14 killed as violence rages north of Baghdad
Baquba: Friendly fire on a military ambulance, a suicide attack at a market and a booby trap killed at least 14 people in a fresh day of violence north of Baghdad Saturday.
Four soldiers were killed near Baquba, northeast of Baghdad, when Shiite militiamen allied to the government sprayed gunfire on their ambulance, police said.
"The four soldiers were riding in an army ambulance when members of the popular brigades shot their vehicle on the main road near Mansuriyah, killing all of them," a police colonel said.
"They opened fire because they thought (the soldiers) were Islamic State fighters using the ambulance as a trick to attack their position," the officer said.
A doctor at Baquba general hospital confirmed the toll. The jihadist group holds huge quantities of vehicles, weapons and uniforms looted from the army, making it difficult for pro-government forces to tell them apart from their own camp.
In Meshahda, just over 30 kilometres (20 miles) north of the capital, a bomber set off his suicide vest in the middle of a market, killing at least seven people and wounding 25.

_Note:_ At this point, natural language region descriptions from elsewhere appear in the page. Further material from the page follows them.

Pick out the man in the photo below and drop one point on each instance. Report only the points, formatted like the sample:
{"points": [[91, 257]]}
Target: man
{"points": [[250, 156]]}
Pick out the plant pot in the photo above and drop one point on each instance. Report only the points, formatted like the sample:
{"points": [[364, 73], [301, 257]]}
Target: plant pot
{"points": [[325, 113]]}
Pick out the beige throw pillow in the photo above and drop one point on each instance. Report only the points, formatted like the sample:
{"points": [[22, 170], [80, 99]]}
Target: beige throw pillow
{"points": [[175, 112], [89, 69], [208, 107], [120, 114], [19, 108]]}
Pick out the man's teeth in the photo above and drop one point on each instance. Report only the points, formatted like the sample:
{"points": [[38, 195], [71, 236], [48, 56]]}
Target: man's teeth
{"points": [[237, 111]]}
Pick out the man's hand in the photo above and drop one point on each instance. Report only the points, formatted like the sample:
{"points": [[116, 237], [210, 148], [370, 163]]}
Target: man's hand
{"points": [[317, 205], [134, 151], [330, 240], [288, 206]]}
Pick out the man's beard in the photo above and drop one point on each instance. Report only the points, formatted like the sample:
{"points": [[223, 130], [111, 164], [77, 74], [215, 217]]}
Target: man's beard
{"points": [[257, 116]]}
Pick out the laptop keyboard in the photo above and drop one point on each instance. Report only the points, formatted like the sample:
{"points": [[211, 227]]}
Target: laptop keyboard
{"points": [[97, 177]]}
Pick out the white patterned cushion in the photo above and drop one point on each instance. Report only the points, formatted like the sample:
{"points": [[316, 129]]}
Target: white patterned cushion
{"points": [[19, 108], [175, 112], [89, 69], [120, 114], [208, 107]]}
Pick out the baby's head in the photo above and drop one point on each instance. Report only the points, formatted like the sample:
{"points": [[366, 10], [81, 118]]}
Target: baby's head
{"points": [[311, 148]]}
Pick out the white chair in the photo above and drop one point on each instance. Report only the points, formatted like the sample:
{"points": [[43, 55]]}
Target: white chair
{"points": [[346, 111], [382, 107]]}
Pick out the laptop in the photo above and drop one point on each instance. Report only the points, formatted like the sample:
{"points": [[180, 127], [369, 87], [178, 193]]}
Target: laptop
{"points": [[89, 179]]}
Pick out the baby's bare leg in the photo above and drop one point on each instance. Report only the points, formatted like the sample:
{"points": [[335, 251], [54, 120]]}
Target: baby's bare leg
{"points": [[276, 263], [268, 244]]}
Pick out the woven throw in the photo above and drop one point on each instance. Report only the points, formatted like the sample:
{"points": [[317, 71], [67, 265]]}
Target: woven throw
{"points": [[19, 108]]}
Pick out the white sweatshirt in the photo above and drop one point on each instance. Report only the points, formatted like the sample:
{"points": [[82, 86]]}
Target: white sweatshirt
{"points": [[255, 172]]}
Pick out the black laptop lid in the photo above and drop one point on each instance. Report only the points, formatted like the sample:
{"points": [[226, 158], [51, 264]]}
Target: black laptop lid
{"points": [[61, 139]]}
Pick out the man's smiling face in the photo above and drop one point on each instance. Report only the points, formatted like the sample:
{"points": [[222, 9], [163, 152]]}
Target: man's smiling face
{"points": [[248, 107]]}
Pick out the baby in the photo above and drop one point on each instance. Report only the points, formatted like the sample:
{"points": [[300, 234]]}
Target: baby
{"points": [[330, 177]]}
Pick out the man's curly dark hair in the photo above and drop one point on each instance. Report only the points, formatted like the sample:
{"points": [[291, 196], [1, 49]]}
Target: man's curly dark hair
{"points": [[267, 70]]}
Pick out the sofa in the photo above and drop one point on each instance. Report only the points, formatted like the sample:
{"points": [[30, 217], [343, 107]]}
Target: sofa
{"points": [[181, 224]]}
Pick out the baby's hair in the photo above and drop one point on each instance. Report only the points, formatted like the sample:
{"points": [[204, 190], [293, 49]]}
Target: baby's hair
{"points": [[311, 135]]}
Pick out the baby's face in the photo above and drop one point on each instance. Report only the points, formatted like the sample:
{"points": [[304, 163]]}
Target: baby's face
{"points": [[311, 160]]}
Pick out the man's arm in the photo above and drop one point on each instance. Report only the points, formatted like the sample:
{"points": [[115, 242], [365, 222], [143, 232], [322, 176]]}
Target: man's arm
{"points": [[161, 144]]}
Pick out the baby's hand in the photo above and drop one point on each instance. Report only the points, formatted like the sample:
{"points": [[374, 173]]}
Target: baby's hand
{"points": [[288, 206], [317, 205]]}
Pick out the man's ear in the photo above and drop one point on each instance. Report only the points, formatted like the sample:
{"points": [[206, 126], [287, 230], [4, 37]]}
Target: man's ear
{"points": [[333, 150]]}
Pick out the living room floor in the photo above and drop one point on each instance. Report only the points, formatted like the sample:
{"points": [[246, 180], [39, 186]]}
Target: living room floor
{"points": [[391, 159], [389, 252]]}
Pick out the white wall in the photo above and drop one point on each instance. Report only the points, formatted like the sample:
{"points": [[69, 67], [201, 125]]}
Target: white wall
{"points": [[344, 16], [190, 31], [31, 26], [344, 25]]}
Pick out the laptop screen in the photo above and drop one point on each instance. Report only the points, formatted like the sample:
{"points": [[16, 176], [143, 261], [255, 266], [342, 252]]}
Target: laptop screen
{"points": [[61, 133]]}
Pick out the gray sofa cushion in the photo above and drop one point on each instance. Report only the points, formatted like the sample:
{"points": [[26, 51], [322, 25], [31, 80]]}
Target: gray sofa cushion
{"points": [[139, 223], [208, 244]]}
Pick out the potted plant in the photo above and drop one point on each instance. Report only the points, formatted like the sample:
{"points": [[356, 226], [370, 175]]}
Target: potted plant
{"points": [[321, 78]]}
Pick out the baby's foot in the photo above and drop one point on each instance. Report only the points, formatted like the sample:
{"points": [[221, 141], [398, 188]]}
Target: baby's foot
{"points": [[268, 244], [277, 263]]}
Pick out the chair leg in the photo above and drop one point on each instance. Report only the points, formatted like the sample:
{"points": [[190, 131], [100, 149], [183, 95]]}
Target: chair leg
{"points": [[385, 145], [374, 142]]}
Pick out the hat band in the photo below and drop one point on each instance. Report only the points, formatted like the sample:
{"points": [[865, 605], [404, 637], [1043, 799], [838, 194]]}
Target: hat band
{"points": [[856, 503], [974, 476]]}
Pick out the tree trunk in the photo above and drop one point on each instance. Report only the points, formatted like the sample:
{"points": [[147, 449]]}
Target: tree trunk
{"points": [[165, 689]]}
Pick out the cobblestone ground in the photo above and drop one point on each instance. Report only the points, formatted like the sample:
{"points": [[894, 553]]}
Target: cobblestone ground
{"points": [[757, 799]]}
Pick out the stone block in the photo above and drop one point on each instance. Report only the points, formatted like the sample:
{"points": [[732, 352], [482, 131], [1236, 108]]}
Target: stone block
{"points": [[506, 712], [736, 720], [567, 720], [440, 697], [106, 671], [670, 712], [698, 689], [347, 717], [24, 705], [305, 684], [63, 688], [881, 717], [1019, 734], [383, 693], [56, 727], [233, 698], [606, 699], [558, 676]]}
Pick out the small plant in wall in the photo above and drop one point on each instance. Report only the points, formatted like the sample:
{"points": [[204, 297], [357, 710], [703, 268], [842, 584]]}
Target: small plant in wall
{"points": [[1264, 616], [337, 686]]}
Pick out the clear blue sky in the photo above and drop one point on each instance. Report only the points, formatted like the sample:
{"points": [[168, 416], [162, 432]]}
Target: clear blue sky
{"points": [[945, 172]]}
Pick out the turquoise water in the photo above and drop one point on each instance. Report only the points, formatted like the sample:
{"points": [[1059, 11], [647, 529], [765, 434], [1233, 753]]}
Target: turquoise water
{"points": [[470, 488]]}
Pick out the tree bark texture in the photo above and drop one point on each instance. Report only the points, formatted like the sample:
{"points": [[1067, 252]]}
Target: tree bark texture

"There were at least two women among the dead, and several women and children among the wounded," a police colonel from neighbouring Tarmiyah told AFP.
A doctor at Tarmiyah hospital confirmed the casualty figures. Near Tikrit, the hometown of executed former president Saddam Hussein which is under IS control, three Shiite militiamen were killed in the explosion of a booby-trapped house.
According to an army captain and a doctor at Samarra hospital, the blast in Zalayah village also wounded nine people. IS fighters rig roads and homes before withdrawing from areas they control, making it difficult for the army and allied groups to gain ground even after a military victory.